If we can suddenly remove all of these regressive activities, we would likely find plenty of time to get everything important done.  But these are ingrained habits and routines that we can’t just turn off.  We have to use the systems and habits approach to improvement to slowly change these activities out and replace them with the beneficial progressive activities. 

Thomas Edison has a quote that speaks directly to this idea of being busy but with the wrong activities.  He said, “Being busy does not always mean real work.  The object of all work is production or accomplishment and to either of these ends there must be forethought, system, planning, intelligence, and honest purpose, as well as perspiration.”

We all spend time on regressive activities.  I know a few areas of my daily routines that don’t provide any significant value, yet I keep doing it.  In fact, some activities bring me regular unhappiness, yet I keep grabbing my phone and pulling up a news website or Facebook.  I have limited these activities over the years and anyone who connects with me on social media knows that I rarely do anything on those sites.  Yet, I still find myself from time to time being careless with my intention and getting sucked into some political article or pictures of someone’s vacation that I haven’t talked to in 10 years.

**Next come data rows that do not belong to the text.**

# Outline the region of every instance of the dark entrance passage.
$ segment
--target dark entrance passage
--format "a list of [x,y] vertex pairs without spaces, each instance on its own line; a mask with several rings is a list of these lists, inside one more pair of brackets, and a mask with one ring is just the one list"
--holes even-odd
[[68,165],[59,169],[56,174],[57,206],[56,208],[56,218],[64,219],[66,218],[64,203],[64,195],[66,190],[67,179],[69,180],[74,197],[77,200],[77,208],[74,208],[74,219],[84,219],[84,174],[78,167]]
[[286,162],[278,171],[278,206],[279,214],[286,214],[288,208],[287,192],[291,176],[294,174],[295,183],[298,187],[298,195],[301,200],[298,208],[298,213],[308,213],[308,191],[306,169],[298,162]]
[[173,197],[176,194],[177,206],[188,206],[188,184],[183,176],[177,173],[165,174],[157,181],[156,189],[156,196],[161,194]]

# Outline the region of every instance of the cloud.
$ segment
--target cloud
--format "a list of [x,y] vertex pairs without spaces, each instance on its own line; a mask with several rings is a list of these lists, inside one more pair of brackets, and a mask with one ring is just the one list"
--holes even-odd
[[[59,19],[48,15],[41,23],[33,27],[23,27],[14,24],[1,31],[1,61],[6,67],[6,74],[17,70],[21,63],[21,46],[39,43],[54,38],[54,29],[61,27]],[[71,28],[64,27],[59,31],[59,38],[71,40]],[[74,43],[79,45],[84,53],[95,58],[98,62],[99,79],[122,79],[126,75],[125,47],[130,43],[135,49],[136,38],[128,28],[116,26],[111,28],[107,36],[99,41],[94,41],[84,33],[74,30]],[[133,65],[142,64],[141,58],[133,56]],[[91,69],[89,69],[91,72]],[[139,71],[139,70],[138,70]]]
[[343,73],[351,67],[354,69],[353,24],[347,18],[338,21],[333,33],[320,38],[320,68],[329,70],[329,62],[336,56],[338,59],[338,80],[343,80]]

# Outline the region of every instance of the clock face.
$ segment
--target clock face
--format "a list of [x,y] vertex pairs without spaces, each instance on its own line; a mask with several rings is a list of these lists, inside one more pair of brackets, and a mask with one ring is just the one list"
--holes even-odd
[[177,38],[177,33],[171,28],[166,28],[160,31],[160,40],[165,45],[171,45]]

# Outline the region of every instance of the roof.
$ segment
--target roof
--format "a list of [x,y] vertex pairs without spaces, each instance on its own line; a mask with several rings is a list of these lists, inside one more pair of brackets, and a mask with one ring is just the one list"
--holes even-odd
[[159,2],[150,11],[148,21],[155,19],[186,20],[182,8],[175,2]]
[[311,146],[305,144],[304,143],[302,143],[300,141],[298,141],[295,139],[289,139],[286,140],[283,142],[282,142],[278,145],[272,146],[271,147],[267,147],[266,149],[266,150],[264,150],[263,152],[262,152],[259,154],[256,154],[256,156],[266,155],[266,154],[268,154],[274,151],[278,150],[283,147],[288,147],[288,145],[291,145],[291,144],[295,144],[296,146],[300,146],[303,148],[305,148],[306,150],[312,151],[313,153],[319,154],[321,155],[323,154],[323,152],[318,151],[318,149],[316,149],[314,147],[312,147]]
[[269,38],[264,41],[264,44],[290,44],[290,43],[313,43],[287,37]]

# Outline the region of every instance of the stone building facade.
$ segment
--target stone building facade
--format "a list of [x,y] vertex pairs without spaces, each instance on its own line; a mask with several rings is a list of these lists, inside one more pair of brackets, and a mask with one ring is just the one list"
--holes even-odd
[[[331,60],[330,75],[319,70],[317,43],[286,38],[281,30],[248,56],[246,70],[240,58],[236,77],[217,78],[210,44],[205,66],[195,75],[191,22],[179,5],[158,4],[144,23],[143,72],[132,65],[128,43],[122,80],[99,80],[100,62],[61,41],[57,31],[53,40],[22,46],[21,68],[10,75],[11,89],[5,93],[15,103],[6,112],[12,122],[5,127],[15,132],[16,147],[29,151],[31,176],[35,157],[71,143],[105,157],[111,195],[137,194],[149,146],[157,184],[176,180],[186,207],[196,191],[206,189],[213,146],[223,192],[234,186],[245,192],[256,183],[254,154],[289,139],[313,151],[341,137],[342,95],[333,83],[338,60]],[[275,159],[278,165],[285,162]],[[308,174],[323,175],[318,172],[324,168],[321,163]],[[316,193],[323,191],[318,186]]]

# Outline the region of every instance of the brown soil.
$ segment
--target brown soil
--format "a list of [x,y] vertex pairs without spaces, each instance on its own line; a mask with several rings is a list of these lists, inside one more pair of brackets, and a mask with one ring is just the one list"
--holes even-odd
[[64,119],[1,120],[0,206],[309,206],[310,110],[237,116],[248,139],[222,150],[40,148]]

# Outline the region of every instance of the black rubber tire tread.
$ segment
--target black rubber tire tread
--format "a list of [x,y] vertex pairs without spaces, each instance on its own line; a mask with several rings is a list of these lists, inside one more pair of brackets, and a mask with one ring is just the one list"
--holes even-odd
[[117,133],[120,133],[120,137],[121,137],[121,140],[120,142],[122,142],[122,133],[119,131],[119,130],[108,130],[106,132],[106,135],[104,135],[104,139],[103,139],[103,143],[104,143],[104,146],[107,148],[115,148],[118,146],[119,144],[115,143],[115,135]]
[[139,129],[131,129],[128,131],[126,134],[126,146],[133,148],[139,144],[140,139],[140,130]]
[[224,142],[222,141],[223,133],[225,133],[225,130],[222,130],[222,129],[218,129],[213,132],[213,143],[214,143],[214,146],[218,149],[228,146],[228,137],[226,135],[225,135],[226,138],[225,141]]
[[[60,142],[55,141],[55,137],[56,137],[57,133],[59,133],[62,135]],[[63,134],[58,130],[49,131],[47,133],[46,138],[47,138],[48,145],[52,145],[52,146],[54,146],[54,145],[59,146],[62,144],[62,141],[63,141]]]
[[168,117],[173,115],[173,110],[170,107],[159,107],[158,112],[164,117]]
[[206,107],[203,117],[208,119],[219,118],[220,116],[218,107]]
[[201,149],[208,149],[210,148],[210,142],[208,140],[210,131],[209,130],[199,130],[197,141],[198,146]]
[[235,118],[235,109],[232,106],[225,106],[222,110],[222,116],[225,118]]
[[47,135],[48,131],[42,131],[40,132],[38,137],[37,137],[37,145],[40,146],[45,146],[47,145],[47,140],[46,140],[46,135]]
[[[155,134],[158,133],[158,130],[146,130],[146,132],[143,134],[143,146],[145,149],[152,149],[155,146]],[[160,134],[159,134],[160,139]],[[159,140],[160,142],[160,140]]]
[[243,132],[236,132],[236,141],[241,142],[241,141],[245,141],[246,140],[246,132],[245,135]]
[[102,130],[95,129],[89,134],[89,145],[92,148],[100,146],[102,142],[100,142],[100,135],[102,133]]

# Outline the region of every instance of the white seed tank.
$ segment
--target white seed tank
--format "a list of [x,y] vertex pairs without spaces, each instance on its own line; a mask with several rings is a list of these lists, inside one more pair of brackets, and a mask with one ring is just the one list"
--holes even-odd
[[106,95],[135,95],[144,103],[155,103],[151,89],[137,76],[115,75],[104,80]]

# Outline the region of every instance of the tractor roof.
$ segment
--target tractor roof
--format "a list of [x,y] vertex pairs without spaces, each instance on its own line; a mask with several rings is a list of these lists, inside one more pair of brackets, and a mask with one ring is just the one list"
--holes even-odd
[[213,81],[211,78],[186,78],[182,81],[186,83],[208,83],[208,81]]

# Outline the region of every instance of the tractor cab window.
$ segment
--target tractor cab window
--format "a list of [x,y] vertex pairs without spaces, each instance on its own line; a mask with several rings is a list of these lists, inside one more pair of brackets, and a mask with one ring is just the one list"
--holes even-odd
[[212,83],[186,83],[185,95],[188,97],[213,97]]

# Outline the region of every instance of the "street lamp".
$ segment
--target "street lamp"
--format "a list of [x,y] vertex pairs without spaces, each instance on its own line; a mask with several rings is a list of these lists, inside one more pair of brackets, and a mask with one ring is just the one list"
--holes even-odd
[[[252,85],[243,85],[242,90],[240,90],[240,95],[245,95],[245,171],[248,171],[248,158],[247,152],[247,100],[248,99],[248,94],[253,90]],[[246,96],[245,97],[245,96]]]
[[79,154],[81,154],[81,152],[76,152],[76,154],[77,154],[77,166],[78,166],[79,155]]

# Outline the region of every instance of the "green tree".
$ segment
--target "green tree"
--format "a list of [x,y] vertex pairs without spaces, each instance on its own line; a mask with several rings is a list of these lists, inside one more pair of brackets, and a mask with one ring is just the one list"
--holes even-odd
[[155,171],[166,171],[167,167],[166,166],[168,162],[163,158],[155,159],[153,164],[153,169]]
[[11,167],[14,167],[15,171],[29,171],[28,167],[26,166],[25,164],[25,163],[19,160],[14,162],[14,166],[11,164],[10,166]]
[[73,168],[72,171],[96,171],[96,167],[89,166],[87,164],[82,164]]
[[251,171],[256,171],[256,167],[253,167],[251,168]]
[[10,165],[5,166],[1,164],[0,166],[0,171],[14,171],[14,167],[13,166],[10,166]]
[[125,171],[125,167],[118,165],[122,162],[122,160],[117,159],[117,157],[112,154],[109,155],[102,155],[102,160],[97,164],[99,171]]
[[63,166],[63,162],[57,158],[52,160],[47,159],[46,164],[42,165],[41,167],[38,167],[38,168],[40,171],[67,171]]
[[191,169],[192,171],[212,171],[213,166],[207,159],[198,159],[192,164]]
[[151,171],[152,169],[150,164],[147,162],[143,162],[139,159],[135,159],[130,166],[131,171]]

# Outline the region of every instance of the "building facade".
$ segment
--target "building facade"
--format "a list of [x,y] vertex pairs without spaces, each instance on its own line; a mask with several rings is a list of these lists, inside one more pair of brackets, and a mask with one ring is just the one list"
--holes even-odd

But, again, it isn’t as simple as flipping a switch and suddenly changing.  Knowledge alone doesn’t bring about behavior change.  We have to deliberately attack the systems and habits around that behavior in order to successfully change and improve.

Slowly we can work towards a focused effort towards our goals.  We can eliminate all non-essential activities that don’t bring us happiness or provide much value but take a lot of time.

Some success authors go so far as to single out our daily chores and errands and proclaim them to be regressive activities.  While buying groceries, cutting the grass or getting the oil change done on the car are important and help most people live the life they choose, if we are trying to highly leverage an area of our lives for maximum success, these become regressive activities. 

Imagine if LeBron James regularly missed practice or cut practice off early so he could get an oil change.  Or, what if Mark Cuban regularly scheduled his work meetings around being able to get home to cut the grass before it rains? 

These seem a little silly.  Obviously when we leverage our skills, knowledge and abilities to such a great degree, we should probably spend a few dollars to have someone do it for us so we can keep focusing on what brings us the most success and accomplishments.

I don’t recommend people suddenly start paying someone else to do all of these small errands, but we can start to see that many times we don’t really have a problem finding ways to stay busy, even if being busy doesn’t translate to being productive.